C’était il y a 35 ans... à l’origine du « terrorisme planétaire », des militants pro-palestiniens, dirigés par le fameux Carlos, prenaient en otage des ministres de l’OPEP, à Vienne. On lit dans l’article ci-dessous, qui rend compte des faits 35 ans plus tard, que Sonja aurait « recruté » les membres du commando ! Première nouvelle... On croyait savoir que ce groupe était piloté par le dénommé Carlos... Sonja aurait été son « assistante » ? Bigre... C’est malheureusement tout sauf crédible – et certainement impossible à établir si longtemps après.
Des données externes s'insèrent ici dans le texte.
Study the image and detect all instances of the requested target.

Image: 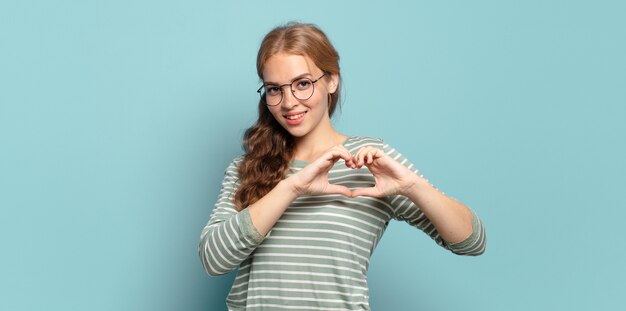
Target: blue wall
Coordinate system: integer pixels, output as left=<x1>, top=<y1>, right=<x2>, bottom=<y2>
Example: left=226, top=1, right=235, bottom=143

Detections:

Ce qui est sûr, c’est qu’on ne lui reproche aucune participation directe aux faits.

En tout cas, voilà un tiers de siècle qu’elle est brocanteuse dans la banlieue de Lille, et certainement pas à la tête du terrorisme international, où officie un certain Ousama Ben Laden... Le niveau de diffamation dont elle est l’objet là, aussi ridicule soit-il, tend simplement à essayer de justifier de sa scandaleuse persécution en violation flagrante de l’idée même de prescription. Aurait-elle tué quelqu’un que, vingt ans après, dans tout État de droit, la prescription, c’est-à-dire l’oubli, lui serait acquis.

Mais non, ni Sonja, ni Christian ne sont accusés d’avoir tué personne. La seule chose qui soit sûre, c’est que les faits qui leurs sont reprochés, en plus d’être incroyablement anciens, sont relativement bénins – et loin d’être établis !
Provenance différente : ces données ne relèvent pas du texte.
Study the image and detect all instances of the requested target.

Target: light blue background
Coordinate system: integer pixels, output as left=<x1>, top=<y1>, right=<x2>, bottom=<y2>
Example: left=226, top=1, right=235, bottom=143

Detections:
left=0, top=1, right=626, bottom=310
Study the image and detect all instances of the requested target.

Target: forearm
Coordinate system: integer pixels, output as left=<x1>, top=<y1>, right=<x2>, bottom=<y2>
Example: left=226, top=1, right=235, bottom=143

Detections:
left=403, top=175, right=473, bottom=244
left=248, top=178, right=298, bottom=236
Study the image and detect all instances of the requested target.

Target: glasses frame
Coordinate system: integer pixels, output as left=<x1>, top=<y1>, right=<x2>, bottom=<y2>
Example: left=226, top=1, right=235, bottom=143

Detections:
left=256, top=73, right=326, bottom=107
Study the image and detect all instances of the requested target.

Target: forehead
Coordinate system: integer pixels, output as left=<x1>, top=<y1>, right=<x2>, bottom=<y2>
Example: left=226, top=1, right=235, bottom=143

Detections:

Alors quoi ? Il n’y aurait là qu’un jeu entre polices qui s’amusent à mettre en scène la persécution du terrorisme ? On peut légitimement s’interroger sur la signification d’une telle mise en scène, qui atteint le grotesque dans le cas de Sonja Suder et Christian Gauger. On a vu, et on voit encore, pour Cesare Battisti, comment on aura entretenu la passion autour de son affaire, parvenant même à la réveiller bien des années plus tard, alors que l’oubli, là aussi, devrait être acquis.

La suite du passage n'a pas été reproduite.